SenPa-MAE: Sensor Parameter Aware Masked Autoencoder for Multi-Satellite Self-Supervised Pretraining
Jonathan Prexl, Michael Schmitt
TL;DR
SenPa-MAE addresses the challenge of building a sensor-agnostic Earth observation foundation model by integrating sensor parameters directly into the embedding process. It extends masked autoencoding to multispectral imagery with a dedicated sensor-parameter encoding module for spectral response functions $\{\boldsymbol{\lambda}_c\}$ and ground sampling distances $\{\sigma_c\}$, and introduces Spectral Superposition Augmentation to diversify training data. The approach enables cross-sensor pretraining across Landsat, Sentinel-2, and Planet-SuperDove imagery, yielding more robust zero-shot and fine-tuned performance on multi-sensor land-cover tasks. This sensor-aware pretraining framework advances toward sensor-independent inference and cross-sensor fusion, with potential applicability to broader EO tasks and hyperspectral data.
Abstract
This paper introduces SenPa-MAE, a transformer architecture that encodes the sensor parameters of an observed multispectral signal into the image embeddings. SenPa-MAE can be pre-trained on imagery of different satellites with non-matching spectral or geometrical sensor characteristics. To incorporate sensor parameters, we propose a versatile sensor parameter encoding module as well as a data augmentation strategy for the diversification of the pre-training dataset.
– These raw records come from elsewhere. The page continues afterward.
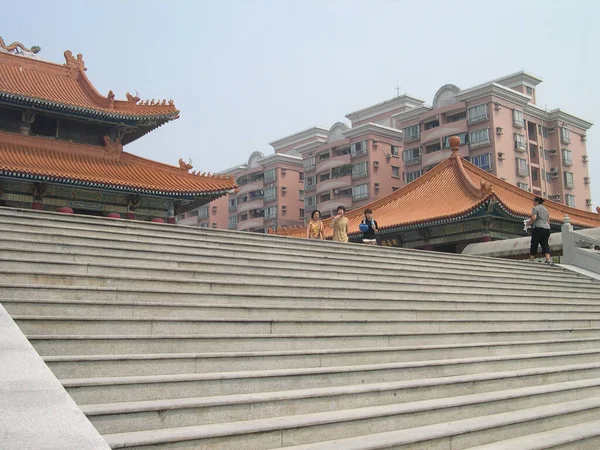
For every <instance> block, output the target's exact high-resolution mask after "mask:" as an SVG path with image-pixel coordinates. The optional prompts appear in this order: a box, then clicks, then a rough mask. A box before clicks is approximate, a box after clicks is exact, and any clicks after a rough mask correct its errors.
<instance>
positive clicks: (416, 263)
mask: <svg viewBox="0 0 600 450" xmlns="http://www.w3.org/2000/svg"><path fill="white" fill-rule="evenodd" d="M242 250H243V248H242ZM190 251H193V253H183V252H182V251H180V249H177V248H173V247H171V248H170V251H168V252H167V251H162V252H158V251H157V252H153V251H150V250H134V249H132V248H127V249H123V248H121V247H120V246H112V247H111V246H109V245H106V246H98V245H97V244H96V242H95V241H94V242H93V243H90V244H86V245H69V244H50V243H45V242H41V241H39V240H26V239H14V240H10V241H8V240H5V241H2V242H0V259H2V260H11V259H12V260H20V261H31V260H36V261H40V260H41V261H46V260H50V259H55V258H56V255H59V258H60V260H61V261H65V262H69V261H71V262H85V263H94V264H96V263H97V264H114V263H115V261H118V263H119V264H129V265H133V266H139V260H140V259H143V260H144V262H145V263H146V264H145V266H146V265H147V266H148V267H161V268H163V267H164V268H171V269H173V268H175V269H184V270H186V269H196V268H197V267H198V265H199V264H200V265H203V266H206V265H208V266H215V267H221V266H225V267H240V268H245V269H248V268H249V266H250V267H252V268H264V269H267V270H272V268H273V264H277V268H278V269H286V270H303V271H306V272H307V273H309V274H310V273H313V272H317V273H319V274H320V275H321V276H323V271H325V272H326V273H329V272H339V267H340V263H343V262H345V261H346V260H347V258H346V259H342V258H341V257H336V256H335V254H334V256H331V257H330V256H328V255H324V256H323V257H319V256H318V255H317V257H315V256H314V255H313V256H311V257H310V258H306V257H304V255H293V254H288V253H284V254H281V255H278V254H272V253H268V254H264V253H255V254H254V253H247V252H244V251H240V248H239V247H238V248H236V249H235V250H231V251H227V250H225V249H223V248H219V249H218V251H219V259H215V258H214V249H205V248H203V247H201V248H198V249H190ZM435 265H436V267H438V268H439V269H443V275H444V276H451V275H452V276H457V277H459V276H462V277H465V276H470V277H473V276H475V275H469V274H468V272H466V271H465V270H464V269H463V268H462V267H461V266H460V265H458V266H457V265H456V264H455V263H452V262H438V263H435ZM368 269H376V272H377V273H378V274H382V275H397V274H398V271H399V270H401V271H403V273H404V271H410V273H414V274H415V275H416V274H419V275H422V276H432V275H431V264H426V263H424V262H422V261H421V260H419V259H406V260H405V259H402V260H391V261H390V260H385V261H380V260H374V258H366V259H365V260H364V261H362V262H361V266H360V267H355V266H352V265H351V266H346V267H345V270H344V273H364V272H365V271H368ZM522 270H523V267H516V268H510V267H502V266H500V267H487V266H480V267H479V268H478V269H477V274H478V275H479V276H481V275H482V274H486V275H487V276H489V277H493V278H498V279H503V280H513V279H514V276H515V275H521V274H522ZM371 273H372V272H371ZM553 279H554V280H556V281H574V282H578V283H584V284H585V283H587V284H590V283H591V284H594V285H598V284H600V283H597V282H596V280H593V279H592V278H588V277H584V276H581V275H578V274H575V273H573V272H570V271H565V270H555V271H554V272H553Z"/></svg>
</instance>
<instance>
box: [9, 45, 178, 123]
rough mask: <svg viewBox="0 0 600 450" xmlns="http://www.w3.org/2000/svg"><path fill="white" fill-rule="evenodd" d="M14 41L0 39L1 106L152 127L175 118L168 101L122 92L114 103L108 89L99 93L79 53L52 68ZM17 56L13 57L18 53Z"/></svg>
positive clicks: (69, 57) (65, 59)
mask: <svg viewBox="0 0 600 450" xmlns="http://www.w3.org/2000/svg"><path fill="white" fill-rule="evenodd" d="M35 49H36V50H33V51H32V50H30V49H27V48H25V47H23V46H22V45H21V44H19V43H14V44H11V45H9V46H7V45H5V44H4V42H3V41H2V40H1V39H0V102H5V103H13V104H21V105H25V106H29V107H35V108H39V109H50V110H54V111H58V112H61V113H63V114H72V115H73V114H74V115H84V116H86V115H87V116H91V117H94V118H95V119H96V120H109V121H125V122H132V121H133V122H137V121H148V120H154V121H158V123H157V124H156V126H158V125H160V124H161V123H164V122H166V121H169V120H173V119H176V118H177V117H178V116H179V111H178V110H177V108H176V107H175V105H174V103H173V101H171V100H169V101H167V100H158V101H155V100H154V99H152V100H151V101H148V100H146V101H140V99H139V98H138V97H137V96H133V95H130V94H129V93H127V94H126V97H127V99H126V100H116V99H115V94H114V93H113V92H112V91H109V92H108V94H107V95H106V96H104V95H101V94H100V93H99V92H98V91H97V90H96V89H95V88H94V86H93V85H92V83H91V82H90V80H89V79H88V77H87V76H86V75H85V71H86V70H87V69H86V68H85V64H84V62H83V57H82V55H81V54H79V55H77V57H75V56H73V54H72V52H71V51H70V50H67V51H65V61H66V62H65V63H64V64H55V63H51V62H47V61H43V60H41V59H39V58H37V57H34V56H36V55H35V53H37V51H39V50H38V48H35ZM17 52H18V53H17Z"/></svg>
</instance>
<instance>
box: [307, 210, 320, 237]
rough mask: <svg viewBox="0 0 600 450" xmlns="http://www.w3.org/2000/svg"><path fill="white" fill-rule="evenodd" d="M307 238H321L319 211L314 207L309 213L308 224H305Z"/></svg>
mask: <svg viewBox="0 0 600 450" xmlns="http://www.w3.org/2000/svg"><path fill="white" fill-rule="evenodd" d="M306 238H307V239H320V240H323V239H324V236H323V222H321V211H319V210H318V209H315V210H314V211H313V212H312V214H311V215H310V219H309V220H308V225H307V226H306Z"/></svg>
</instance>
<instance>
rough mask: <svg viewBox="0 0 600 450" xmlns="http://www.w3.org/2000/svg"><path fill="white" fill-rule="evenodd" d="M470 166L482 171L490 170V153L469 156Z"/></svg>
mask: <svg viewBox="0 0 600 450" xmlns="http://www.w3.org/2000/svg"><path fill="white" fill-rule="evenodd" d="M471 164H473V165H475V166H477V167H479V168H480V169H483V170H492V164H491V163H490V153H485V154H484V155H475V156H471Z"/></svg>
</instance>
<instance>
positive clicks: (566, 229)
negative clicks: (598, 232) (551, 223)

This enables the model to effectively differentiate between various sensors and gain an understanding of sensor parameters and the correlation to the observed signal. Given the rising number of Earth observation satellite missions and the diversity in their sensor specifications, our approach paves the way towards a sensor-independent Earth observation foundation model. This opens up possibilities such as cross-sensor training and sensor-independent inference.